Her eyelids flutter. She whispers something I can’t catch, then swallows hard and curls tighter around herself.
My gut twists. This isn’t just her feeling off. This is bad. Real fucking bad.
I press my other hand to her forehead again. The heat rolling off her makes me grind my teeth. She’s way too sick. And if it touches the baby?—
No. I can’t even finish that thought.
I won’t let it happen. Neither one of them is going to slip through my fingers.
Not while I’m still here.
“You need a hospital.”
Sima shakes her head weakly, still curled up on the floor. “No. Maybe it’s just something I ate.” Her voice is thin, broken, like every syllable takes too much effort. “I’ll be fine.”
“Bullshit.” I slide my arm under her shoulders, another under her knees. “I’m not risking you. Or the baby. You’re seeing a doctor.”
She makes a small sound of protest, but it’s weak. She doesn’t fight me when I lift her. She feels lighter than she should. Too light.
The heat of her body burns through my shirt. Sima’s head falls against my chest. Her hair sticks to my neck with sweat. I can feel how much she’s trembling. Each shiver goes straight through me.
“This isn’t nothing,” I mutter against her hair. “You’re burning up.”
Her head shifts, like she’s trying to shake me off, but she doesn’t have the strength. “I don’t… need a hospital.”
“You’re going. End of story.”
I carry her out of the bathroom and down the hall. My steps are fast, controlled, but inside I’m boiling. She’s too limp in my arms. Her eyes don’t focus properly. Her fingers keep clawing weakly at my shirt. She’s hanging on by a thread, and all she cares about is not being a burden.
Fuck that. She’s my wife. I’ll take care of her if it kills me.

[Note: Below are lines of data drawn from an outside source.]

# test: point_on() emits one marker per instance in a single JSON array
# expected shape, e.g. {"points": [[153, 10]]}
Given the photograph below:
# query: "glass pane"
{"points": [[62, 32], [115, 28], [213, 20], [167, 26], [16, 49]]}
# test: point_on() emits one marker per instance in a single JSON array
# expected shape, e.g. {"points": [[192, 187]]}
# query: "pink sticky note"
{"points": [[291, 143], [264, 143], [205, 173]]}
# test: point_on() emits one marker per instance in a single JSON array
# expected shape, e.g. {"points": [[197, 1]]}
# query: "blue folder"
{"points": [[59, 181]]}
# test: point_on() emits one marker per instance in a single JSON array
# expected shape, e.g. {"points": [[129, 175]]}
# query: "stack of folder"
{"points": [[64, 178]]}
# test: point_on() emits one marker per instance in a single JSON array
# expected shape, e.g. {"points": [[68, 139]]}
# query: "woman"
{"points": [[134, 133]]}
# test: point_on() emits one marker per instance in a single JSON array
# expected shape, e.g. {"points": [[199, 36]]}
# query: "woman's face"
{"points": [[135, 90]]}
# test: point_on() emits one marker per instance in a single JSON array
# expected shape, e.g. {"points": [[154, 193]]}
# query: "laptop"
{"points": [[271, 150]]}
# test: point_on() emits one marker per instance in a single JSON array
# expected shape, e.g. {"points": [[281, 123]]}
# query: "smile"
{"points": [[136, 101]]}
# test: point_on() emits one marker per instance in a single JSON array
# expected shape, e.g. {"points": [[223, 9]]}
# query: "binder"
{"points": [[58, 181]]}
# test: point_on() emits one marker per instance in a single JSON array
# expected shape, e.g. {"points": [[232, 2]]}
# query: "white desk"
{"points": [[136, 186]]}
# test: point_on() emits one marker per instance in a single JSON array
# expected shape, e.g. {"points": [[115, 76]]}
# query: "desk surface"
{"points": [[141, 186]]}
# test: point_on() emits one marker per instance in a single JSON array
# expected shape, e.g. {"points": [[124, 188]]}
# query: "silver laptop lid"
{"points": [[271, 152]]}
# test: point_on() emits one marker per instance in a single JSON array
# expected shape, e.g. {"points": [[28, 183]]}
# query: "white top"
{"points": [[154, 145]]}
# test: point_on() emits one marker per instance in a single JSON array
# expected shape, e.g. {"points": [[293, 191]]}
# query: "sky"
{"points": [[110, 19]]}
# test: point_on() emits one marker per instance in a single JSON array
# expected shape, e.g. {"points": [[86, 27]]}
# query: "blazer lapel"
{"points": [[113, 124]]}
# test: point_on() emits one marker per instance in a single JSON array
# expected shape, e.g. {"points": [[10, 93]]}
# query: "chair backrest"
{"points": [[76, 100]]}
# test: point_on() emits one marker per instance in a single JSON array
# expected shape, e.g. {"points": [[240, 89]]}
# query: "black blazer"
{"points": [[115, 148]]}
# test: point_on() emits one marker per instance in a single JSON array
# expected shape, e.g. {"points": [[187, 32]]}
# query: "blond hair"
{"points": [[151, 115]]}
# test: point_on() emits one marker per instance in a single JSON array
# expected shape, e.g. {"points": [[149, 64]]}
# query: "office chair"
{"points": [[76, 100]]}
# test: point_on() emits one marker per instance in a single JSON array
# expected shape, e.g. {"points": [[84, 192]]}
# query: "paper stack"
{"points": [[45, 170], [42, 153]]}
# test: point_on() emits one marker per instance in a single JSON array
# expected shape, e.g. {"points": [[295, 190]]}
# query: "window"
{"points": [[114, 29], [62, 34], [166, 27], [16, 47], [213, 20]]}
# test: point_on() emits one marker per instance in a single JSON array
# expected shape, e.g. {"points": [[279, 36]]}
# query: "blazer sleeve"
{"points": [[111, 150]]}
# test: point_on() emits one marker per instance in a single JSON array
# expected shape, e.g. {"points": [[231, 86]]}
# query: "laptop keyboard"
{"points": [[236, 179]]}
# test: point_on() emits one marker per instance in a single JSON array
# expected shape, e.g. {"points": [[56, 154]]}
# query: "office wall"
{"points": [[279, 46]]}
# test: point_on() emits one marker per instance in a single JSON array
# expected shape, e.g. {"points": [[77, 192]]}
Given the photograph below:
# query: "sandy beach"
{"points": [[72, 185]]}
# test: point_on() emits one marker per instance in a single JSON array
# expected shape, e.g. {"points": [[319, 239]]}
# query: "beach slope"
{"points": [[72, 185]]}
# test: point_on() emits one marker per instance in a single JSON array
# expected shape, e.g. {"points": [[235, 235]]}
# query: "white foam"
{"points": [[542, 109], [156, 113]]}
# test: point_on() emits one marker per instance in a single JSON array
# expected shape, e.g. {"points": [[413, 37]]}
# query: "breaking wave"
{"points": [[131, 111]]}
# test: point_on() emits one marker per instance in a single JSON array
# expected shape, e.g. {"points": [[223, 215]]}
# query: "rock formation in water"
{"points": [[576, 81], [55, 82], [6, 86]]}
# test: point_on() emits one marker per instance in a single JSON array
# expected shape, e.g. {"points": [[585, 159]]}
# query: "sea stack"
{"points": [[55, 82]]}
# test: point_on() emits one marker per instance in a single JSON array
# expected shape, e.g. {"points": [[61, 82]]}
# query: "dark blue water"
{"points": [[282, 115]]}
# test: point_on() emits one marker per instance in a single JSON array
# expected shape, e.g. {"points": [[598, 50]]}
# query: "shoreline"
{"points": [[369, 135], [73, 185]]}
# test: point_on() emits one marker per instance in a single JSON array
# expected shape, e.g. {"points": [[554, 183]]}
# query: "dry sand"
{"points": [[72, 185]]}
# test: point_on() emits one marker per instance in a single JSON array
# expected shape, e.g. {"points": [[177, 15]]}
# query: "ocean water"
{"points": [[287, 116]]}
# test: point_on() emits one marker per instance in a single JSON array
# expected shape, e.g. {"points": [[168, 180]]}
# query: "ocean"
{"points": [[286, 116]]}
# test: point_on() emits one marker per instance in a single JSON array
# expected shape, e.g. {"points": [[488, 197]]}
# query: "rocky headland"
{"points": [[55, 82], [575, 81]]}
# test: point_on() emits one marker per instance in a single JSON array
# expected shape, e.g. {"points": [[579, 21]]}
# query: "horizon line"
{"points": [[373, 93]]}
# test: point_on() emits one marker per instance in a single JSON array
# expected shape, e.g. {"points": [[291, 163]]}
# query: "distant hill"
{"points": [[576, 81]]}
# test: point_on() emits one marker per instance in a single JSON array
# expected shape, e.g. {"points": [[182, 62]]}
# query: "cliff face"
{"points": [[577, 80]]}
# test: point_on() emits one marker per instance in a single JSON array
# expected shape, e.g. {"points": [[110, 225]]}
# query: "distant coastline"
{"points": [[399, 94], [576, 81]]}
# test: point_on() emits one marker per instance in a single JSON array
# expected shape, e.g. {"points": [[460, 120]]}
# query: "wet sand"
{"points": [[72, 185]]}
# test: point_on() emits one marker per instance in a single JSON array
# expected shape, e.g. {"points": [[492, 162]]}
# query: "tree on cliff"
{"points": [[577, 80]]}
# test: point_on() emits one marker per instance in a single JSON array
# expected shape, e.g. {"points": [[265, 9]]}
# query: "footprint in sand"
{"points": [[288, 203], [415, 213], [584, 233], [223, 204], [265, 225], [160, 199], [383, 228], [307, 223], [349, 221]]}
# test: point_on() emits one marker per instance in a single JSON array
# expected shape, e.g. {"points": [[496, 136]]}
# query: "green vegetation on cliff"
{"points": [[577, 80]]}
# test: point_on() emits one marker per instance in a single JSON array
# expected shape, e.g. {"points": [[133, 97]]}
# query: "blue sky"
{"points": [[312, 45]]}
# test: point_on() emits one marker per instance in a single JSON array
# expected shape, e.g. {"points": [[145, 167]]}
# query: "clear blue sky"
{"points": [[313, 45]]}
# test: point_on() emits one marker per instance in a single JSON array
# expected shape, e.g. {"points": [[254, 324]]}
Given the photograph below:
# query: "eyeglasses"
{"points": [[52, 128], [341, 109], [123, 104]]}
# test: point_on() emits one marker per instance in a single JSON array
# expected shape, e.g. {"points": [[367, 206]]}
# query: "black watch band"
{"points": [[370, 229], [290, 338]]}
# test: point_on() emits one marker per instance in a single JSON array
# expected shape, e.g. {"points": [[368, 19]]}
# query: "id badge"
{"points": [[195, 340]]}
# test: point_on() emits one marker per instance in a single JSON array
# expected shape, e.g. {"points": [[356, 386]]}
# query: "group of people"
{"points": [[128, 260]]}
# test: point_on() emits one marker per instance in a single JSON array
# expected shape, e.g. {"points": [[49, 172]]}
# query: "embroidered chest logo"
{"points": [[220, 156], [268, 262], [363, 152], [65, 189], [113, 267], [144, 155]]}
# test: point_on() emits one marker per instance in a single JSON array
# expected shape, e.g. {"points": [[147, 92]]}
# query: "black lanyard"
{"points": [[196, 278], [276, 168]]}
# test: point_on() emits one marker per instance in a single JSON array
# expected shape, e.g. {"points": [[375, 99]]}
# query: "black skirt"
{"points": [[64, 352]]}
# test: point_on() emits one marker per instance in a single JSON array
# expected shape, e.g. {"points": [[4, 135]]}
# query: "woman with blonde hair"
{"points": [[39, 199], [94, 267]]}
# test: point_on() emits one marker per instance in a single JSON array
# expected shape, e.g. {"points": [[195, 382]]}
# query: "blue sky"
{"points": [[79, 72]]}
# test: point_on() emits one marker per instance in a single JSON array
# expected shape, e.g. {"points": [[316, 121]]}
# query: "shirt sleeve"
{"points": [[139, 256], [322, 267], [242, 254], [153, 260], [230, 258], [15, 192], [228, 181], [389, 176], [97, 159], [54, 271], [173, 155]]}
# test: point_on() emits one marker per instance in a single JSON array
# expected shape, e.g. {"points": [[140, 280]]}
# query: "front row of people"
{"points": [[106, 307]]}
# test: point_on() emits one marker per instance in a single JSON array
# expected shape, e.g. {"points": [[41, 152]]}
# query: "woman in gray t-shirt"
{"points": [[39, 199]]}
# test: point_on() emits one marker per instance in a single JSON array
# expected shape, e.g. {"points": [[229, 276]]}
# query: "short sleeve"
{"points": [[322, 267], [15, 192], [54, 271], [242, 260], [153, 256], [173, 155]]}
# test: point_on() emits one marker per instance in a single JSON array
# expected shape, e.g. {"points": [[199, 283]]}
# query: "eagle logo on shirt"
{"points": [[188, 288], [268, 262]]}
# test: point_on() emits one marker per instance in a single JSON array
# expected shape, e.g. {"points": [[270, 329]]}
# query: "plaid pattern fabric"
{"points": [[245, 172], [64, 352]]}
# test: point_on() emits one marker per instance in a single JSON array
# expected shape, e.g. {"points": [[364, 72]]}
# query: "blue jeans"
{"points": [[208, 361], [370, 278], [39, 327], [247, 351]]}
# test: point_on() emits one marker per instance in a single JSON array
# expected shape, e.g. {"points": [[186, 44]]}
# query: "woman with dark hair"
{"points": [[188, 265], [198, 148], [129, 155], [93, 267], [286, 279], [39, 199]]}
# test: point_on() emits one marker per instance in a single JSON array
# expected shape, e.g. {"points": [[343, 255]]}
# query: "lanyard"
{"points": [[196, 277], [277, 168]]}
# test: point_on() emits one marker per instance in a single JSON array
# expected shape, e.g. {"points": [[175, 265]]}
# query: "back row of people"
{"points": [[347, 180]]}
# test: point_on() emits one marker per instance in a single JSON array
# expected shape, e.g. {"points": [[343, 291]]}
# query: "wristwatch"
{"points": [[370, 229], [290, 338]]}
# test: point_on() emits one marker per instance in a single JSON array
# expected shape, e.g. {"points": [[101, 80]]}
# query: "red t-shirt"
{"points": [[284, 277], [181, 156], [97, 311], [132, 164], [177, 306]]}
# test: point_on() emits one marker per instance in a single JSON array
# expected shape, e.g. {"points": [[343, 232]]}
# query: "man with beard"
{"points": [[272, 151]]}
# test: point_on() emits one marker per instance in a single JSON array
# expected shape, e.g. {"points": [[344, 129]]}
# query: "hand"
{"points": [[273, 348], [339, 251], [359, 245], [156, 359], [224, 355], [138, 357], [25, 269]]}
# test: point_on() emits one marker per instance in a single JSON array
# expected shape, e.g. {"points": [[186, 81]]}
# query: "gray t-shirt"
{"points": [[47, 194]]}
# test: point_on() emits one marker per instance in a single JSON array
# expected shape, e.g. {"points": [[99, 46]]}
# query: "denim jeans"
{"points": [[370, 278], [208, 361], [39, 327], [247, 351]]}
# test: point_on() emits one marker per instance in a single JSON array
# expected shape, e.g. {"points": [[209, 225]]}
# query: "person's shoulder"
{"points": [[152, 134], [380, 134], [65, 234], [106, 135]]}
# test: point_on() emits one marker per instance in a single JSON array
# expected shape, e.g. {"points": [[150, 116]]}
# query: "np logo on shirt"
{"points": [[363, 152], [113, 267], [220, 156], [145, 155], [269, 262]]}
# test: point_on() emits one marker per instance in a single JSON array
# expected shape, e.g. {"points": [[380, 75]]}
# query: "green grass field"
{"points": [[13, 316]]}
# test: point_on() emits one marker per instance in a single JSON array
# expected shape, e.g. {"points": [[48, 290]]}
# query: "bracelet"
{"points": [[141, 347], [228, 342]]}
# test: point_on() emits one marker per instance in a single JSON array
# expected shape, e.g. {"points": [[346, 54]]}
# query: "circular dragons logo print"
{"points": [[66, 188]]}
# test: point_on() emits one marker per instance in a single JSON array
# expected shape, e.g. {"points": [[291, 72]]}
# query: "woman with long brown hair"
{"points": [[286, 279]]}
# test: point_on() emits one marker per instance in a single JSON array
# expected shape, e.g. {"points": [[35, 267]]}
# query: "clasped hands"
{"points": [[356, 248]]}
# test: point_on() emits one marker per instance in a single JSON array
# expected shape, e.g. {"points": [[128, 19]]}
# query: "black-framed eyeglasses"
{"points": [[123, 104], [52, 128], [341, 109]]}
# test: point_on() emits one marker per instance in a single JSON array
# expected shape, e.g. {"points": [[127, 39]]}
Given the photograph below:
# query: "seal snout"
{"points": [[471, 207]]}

I kick the bedroom door wider, start down the stairs. My phone is already at my ear.
“Luka,” I bark the second he answers, “meet me at the front with the car. Now. We’re going to the hospital.”
“The hospital?” he asks. “Is something wrong with?—”
“Don’t talk,” I cut him off. “Just be there.”
I shove the phone back in my pocket. Sima groans again, clutches weakly at her stomach. My grip tightens around her until she’s secure against me.
“Hang on,” I tell her. “I’ve got you. Just hang on.”
26
SIMA
The hospital gown scratches against my skin.
I shift on the bed restlessly. Panic still bubbles up every five seconds, even though the medicine has settled in my veins.
The IV drips. Cool fluids flow into me. I feel better than I did when Petyr carried me in, but my mind won’t quiet.
What the hell was that? Why did it hit me so hard? Is my baby still okay?